# Here's what the real original Purple Haze looks like



## Pinero06

if any one find seedbank with this strain, post it.


----------



## chronicman

thats the prettiest bud i have ever seen i wish i could smoke some mmmmmmm


----------



## cccep

looks nice dude whats the procent of THC in thos babys?


----------



## BSki8950

wow .. can u order any seeds like that online ??????


----------



## MrMarley

If some one finds these seeds, please let me know, I'd love to smoke on that ish


----------



## bombbudpuffa

DAAAAAAMN!!!! I want some!!!


----------



## MJ20

That looks nice! Who really has these seeds?


----------



## SmokeGooD

hey Pinero06 nice bud Keep it up.. i got a purple haze plant but i can't post it up i don't have no clue how to do it


----------



## LaserKittensGoPewPew

dear God...I want seeds. 

Someone told me true purple haze doesn't even exist anymore? I'm not sure how true that is. If that is indeed purple haze then it's obviously still out there...Now just a matter of finding someone who has seeds.


----------



## Mr.Wakenbake

Just some info for ya here but from what i understand you will not find any "purple haze" strain out there. That is a myth. However, from what I understand the OG Haze and now most every other breeders Haze's have a purple pheno. 

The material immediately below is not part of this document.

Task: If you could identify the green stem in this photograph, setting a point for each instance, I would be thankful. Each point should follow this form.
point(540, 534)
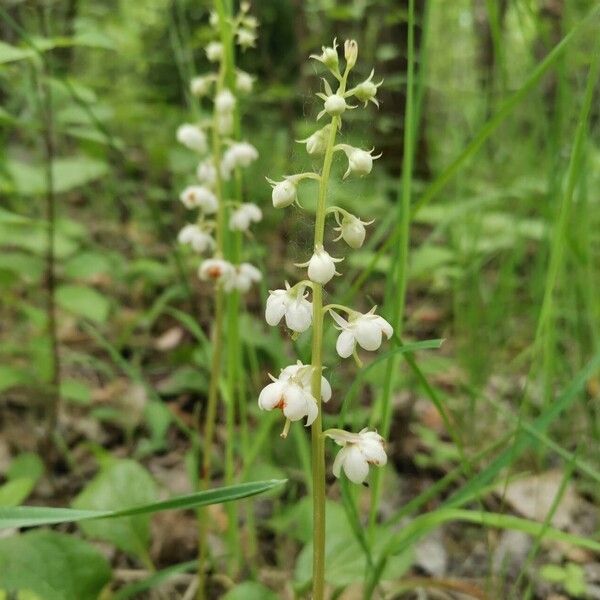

So in fact when u find that pheno of Haze you then have it... purple haze. 

Otherwise there are some better looking purple strains out there like Lavender that has a high THC content , or even Grand Daddy Purple , or The Purps from Sensi i believe.. 

Otherwise the idea of finding purple haze seeds for sale is fruitless.. but Haze seeds r out there and most Haze's do have a purp pheno so ..well good luck in yur searches.


----------



## LaserKittensGoPewPew

mmm I love grand daddy purp. I've been thinking of growing some purples. Maybe I'll look around for that.


----------



## bombbudpuffa

> the idea of finding purple haze seeds for sale is fruitless


I beg to differwww.weedfarmer.comhalfway down the seeds page.


----------



## Mr.Wakenbake

again... i don't believe that there is a true PURPLE Haze Strain... i could be wrong though....just what i've been told...

this site u offered may have a cut of the purple pheno of haze and made some seeds ..i guess that could explain ... 

anyways nice find that site has some nice prices!


----------